The amount you owe for health care services your health insurance or plan covers before your health insurance or plan begins to pay. For example, if your deductible is $1,000, your plan won’t pay anything until you’ve met your $1,000 deductible for covered health care services subject to the deductible. The deductible may not apply to all services.

Premium

The amount that must be paid for your health insurance or plan. You and/or your employer usually pay it monthly, quarterly, or yearly.

Dental plan coverage details

Dental plan types

1. HMOs (Health Maintenance Organizations)

HMOs may limit coverage to providers inside their networks. A network is a list of doctors, hospitals, and other health care providers that provide medical care to members of a specific health plan. If you use a doctor or facility that isn't in the HMO’s network, you may have to pay the full cost of the services provided. HMO members usually have a primary care doctor and must get referrals to see specialists.

2. PPOs (Preferred Provider Organizations) and POS (Point-of-Service plans)

These insurance plans give you a choice of getting care within or outside of a provider network. With PPO or POS plans, you may use out-of-network providers and facilities, but you’ll have to pay more than if you use in-network ones. If you have a PPO plan, you can visit any doctor without a referral. If you have a POS plan, you can visit any in-network provider without a referral, but you’ll need one to visit a provider out-of-network.

3. Multi-State

Multi-State Plan options are consumer-friendly insurance choices backed by the experience of the U.S. Office of Personnel Management (OPM), the same agency that oversees health insurance for Federal employees.

4. Plans with a National Provider Network

Plans with a national provider network let you to see providers nationwide. You can get health services at a lower rate if you use the doctors, hospitals, and specialists within the plan’s network.

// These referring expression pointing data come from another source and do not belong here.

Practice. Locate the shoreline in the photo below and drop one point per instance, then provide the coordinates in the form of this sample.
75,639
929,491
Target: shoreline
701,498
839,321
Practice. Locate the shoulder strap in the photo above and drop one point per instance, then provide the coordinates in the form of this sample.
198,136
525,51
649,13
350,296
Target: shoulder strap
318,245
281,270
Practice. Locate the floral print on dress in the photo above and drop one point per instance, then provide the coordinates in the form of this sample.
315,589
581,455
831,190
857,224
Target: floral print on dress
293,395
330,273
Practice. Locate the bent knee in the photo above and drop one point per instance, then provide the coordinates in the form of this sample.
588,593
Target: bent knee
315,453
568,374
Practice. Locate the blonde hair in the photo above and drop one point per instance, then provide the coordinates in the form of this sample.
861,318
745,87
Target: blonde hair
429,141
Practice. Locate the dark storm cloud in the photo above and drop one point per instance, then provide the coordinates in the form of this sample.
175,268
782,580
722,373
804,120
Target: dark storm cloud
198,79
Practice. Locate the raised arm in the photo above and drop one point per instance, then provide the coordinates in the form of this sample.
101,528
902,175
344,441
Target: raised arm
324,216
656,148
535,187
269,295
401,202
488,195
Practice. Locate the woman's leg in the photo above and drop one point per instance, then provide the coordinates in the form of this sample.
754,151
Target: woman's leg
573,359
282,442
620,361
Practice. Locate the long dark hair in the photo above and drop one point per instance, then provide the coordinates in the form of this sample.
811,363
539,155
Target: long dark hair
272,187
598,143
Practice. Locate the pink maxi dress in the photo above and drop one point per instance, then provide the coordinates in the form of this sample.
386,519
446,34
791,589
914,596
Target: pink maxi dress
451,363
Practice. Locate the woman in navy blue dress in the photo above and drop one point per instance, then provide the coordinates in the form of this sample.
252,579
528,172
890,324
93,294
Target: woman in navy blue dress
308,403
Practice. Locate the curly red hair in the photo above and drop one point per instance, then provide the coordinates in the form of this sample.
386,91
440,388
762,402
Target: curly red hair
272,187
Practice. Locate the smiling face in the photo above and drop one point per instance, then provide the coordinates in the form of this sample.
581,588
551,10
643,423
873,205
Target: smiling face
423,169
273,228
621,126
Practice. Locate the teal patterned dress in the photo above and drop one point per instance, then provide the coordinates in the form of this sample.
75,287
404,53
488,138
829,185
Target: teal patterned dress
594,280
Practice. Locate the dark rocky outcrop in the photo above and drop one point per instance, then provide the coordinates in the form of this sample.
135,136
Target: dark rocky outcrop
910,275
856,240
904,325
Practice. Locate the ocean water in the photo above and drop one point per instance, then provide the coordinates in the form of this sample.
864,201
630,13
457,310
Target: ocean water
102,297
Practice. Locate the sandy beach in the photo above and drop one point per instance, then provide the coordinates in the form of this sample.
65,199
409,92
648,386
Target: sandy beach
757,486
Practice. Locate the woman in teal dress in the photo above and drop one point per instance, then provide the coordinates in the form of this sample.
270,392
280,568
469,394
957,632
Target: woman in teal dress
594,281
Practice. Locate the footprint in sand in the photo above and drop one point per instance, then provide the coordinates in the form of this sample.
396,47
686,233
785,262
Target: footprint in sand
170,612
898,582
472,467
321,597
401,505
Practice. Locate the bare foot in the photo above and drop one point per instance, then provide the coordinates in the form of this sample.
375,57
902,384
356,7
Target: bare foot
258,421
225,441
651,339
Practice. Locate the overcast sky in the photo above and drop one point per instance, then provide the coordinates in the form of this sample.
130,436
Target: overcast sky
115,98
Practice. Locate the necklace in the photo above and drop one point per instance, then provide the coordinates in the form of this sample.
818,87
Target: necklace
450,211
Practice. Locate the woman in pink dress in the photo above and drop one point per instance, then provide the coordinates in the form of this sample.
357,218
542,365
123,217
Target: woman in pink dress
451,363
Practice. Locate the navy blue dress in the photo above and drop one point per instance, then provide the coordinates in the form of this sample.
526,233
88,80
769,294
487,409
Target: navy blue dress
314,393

In tiered provider networks, health insurance companies place providers, like doctors and hospitals, into tiers (usually just 1, but sometimes 2 or 3). You may pay different levels of copayments, coinsurance, and/or deductibles depending on the tier of your health care provider. The lower the tier, the less you’ll pay for a covered service or supply.

5. Indemnity

These insurance plans don’t have a network of providers they contract with. You’ll receive covered benefits from any doctor you choose.

6. Referral needed

Some plans require you to have a referral: a written order from your primary care doctor to see a specialist or get certain medical services. In many Health Maintenance Organizations (HMOs), you need to get a referral before you can get medical care from anyone except your primary care doctor. If you don’t get a referral first, the plan may not pay for the services.